Quero com isso dizer que seria normal e até aceitável o Palmeiras perder para o Goiás por um, dois ou até três gols de diferença. Já seria humilhação suficiente ir para a lanterna do campeonato. Mas, não: tinha de apanhar de seis, ir ao fundo do poço, flertar com o abismo e nele atirar-se, de cabeça, como com gozo. Como num ímpeto suicida.
Tenho a impressão de que os fatores psicológicos dominam nesses momentos, nesses jogos excepcionais, marcados por placares fora da curva. Talvez a súbita e implacável consciência da inferioridade induza o time a uma espécie de paralisia irremediável. E, quando digo o time, me refiro também ao treinador, capaz de, nessas situações, cometer os piores desatinos, pensando que pode alterar o que está acontecendo, como se despertasse de um pesadelo.
Nesses momentos, a sensação de impotência leva o time à paralisia, e só dessa forma se explica cenas que se veem nessas ocasiões, atacantes entrando como querem na defesa, diante de zagueiros tontos e impotentes.
Diz-se do boxeador nocauteado, mas ainda em pé, que tem dificuldade em encontrar a lona. Já dormiu mas não consegue cair. A lona é seu alívio, a sua morte, simbólica da derrota na luta. E assim parece ser no futebol. A sucessão alucinada de gols, como a garantir que enfim tudo aquilo vai acabar, na verdade já acabou, e que não é preciso mais lutar, porque a partida é finda. O fascínio do abismo, enfim.

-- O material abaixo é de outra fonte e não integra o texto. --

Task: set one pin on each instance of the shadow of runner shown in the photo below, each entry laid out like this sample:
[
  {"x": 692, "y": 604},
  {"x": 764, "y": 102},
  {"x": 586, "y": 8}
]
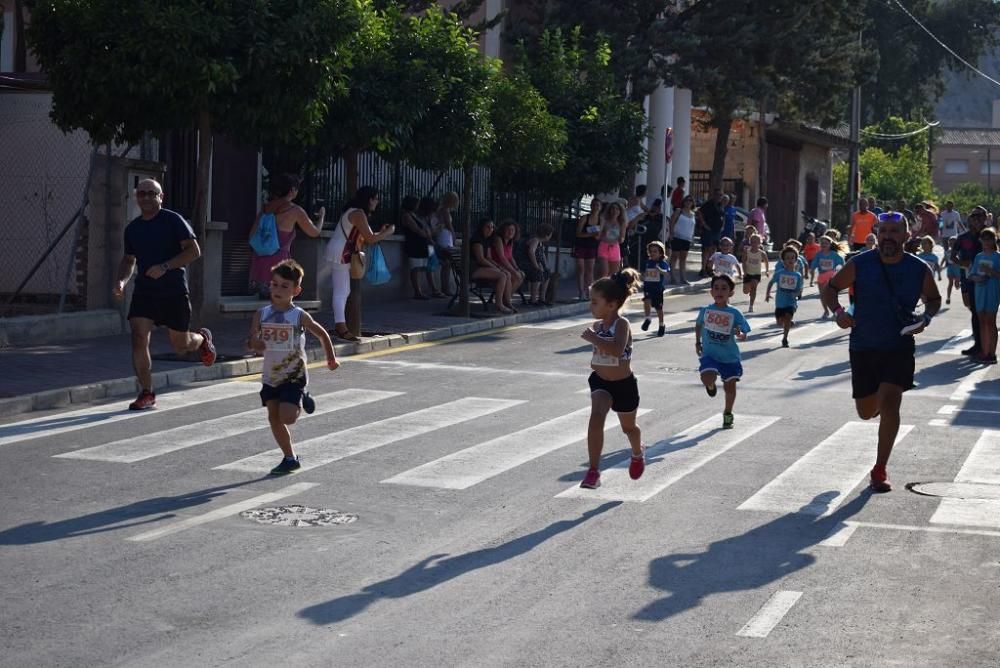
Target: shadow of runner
[
  {"x": 435, "y": 570},
  {"x": 751, "y": 560},
  {"x": 111, "y": 520}
]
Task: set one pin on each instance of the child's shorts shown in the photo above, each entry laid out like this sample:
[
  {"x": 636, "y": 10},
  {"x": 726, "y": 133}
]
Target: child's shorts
[
  {"x": 727, "y": 370},
  {"x": 781, "y": 311},
  {"x": 653, "y": 295},
  {"x": 610, "y": 252},
  {"x": 624, "y": 393},
  {"x": 286, "y": 393}
]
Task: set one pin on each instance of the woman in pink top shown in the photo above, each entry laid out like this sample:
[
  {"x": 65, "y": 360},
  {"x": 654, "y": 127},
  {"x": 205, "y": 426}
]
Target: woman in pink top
[
  {"x": 284, "y": 188},
  {"x": 502, "y": 254}
]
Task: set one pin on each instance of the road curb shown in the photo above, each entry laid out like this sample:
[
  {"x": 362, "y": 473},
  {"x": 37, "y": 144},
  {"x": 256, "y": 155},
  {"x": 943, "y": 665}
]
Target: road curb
[{"x": 83, "y": 394}]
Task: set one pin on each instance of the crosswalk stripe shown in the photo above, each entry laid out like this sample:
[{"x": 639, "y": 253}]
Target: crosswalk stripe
[
  {"x": 348, "y": 442},
  {"x": 982, "y": 466},
  {"x": 681, "y": 455},
  {"x": 463, "y": 469},
  {"x": 64, "y": 423},
  {"x": 224, "y": 511},
  {"x": 954, "y": 345},
  {"x": 819, "y": 481},
  {"x": 148, "y": 445}
]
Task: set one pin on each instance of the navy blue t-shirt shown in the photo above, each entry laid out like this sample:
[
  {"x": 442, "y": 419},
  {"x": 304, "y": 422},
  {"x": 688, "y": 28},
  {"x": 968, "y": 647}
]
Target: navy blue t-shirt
[
  {"x": 154, "y": 242},
  {"x": 877, "y": 318}
]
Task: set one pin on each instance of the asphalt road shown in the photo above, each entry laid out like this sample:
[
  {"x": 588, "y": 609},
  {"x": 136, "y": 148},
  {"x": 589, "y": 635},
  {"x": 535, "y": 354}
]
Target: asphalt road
[{"x": 122, "y": 543}]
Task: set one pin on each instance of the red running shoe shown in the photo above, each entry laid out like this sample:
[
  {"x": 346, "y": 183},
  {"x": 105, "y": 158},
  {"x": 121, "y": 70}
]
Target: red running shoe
[
  {"x": 592, "y": 480},
  {"x": 880, "y": 480},
  {"x": 143, "y": 402},
  {"x": 207, "y": 348},
  {"x": 637, "y": 465}
]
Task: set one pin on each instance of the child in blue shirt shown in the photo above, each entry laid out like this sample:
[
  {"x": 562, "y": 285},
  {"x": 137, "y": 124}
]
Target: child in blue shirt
[
  {"x": 717, "y": 329},
  {"x": 789, "y": 281},
  {"x": 652, "y": 283}
]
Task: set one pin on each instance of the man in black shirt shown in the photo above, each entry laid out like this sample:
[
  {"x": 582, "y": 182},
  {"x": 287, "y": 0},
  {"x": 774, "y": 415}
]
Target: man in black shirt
[
  {"x": 162, "y": 244},
  {"x": 711, "y": 218}
]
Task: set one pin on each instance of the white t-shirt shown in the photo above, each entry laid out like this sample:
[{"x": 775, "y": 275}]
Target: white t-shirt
[{"x": 951, "y": 223}]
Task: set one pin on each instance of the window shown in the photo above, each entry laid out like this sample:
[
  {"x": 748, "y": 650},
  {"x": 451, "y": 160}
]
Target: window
[{"x": 956, "y": 166}]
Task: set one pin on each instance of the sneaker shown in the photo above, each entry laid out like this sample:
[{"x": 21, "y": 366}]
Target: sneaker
[
  {"x": 286, "y": 466},
  {"x": 592, "y": 480},
  {"x": 207, "y": 348},
  {"x": 637, "y": 465},
  {"x": 143, "y": 402},
  {"x": 880, "y": 480}
]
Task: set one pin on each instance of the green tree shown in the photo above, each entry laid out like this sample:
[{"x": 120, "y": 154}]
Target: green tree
[
  {"x": 908, "y": 79},
  {"x": 252, "y": 70}
]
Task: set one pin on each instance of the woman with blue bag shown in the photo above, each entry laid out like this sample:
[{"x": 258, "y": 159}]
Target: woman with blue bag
[{"x": 273, "y": 232}]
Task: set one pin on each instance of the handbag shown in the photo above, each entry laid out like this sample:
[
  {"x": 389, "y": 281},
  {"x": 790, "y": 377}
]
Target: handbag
[
  {"x": 265, "y": 239},
  {"x": 378, "y": 271}
]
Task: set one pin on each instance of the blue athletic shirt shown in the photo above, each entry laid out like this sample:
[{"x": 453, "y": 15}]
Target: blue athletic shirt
[
  {"x": 789, "y": 286},
  {"x": 153, "y": 242},
  {"x": 718, "y": 329},
  {"x": 825, "y": 262},
  {"x": 652, "y": 279},
  {"x": 877, "y": 319}
]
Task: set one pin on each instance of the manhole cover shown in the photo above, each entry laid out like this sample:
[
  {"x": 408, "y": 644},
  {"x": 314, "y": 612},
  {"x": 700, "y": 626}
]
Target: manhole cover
[
  {"x": 956, "y": 490},
  {"x": 298, "y": 516}
]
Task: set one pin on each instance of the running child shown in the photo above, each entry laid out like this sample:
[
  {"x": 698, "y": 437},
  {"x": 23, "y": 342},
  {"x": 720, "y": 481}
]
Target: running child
[
  {"x": 825, "y": 264},
  {"x": 723, "y": 261},
  {"x": 927, "y": 255},
  {"x": 716, "y": 331},
  {"x": 652, "y": 283},
  {"x": 613, "y": 386},
  {"x": 789, "y": 281},
  {"x": 953, "y": 271},
  {"x": 754, "y": 259},
  {"x": 278, "y": 332},
  {"x": 987, "y": 279}
]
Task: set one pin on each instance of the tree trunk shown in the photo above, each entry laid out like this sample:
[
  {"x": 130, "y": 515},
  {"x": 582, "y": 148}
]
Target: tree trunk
[
  {"x": 352, "y": 311},
  {"x": 196, "y": 274},
  {"x": 466, "y": 225}
]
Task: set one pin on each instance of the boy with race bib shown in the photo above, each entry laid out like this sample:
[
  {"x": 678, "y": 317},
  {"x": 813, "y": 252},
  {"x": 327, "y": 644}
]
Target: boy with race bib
[
  {"x": 652, "y": 283},
  {"x": 716, "y": 331},
  {"x": 613, "y": 386},
  {"x": 789, "y": 281},
  {"x": 278, "y": 333}
]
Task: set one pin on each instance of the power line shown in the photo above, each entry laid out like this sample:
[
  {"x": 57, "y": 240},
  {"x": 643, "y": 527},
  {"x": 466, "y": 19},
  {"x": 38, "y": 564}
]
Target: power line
[{"x": 946, "y": 47}]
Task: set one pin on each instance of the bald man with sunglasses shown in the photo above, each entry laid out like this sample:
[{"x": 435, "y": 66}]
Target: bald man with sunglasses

Vimos isso no Brasil x Alemanha. Se o time tivesse se fechado diante de um adversário superior, talvez perdesse de menos, e com dignidade. Mas seria preciso lutar, até mesmo por uma derrota honesta. Mas não, o Brasil desgovernou-se por completo e abriu caminho para a catástrofe.
Quando o Santos perdeu de oito do Barcelona, o desnível entre os dois era tamanho que parecia jogo entre um time de meninos contra um de profissionais de primeira linha. Essa diferença era tanta que o mais fraco simplesmente parou de lutar e entregou-se ao mais forte, como quem busca a simpatia do carrasco na vã ilusão de livrar-se da pena pela exibição da fragilidade.
O que espanta mais no caso de Goiás x Palmeiras é que, em tese, a distância entre os dois times não é assim tão grande. Cuidar do psicológico da moçada vai ser o principal desafio do Palmeiras pós-goleada. O moral da tropa deve estar no chão.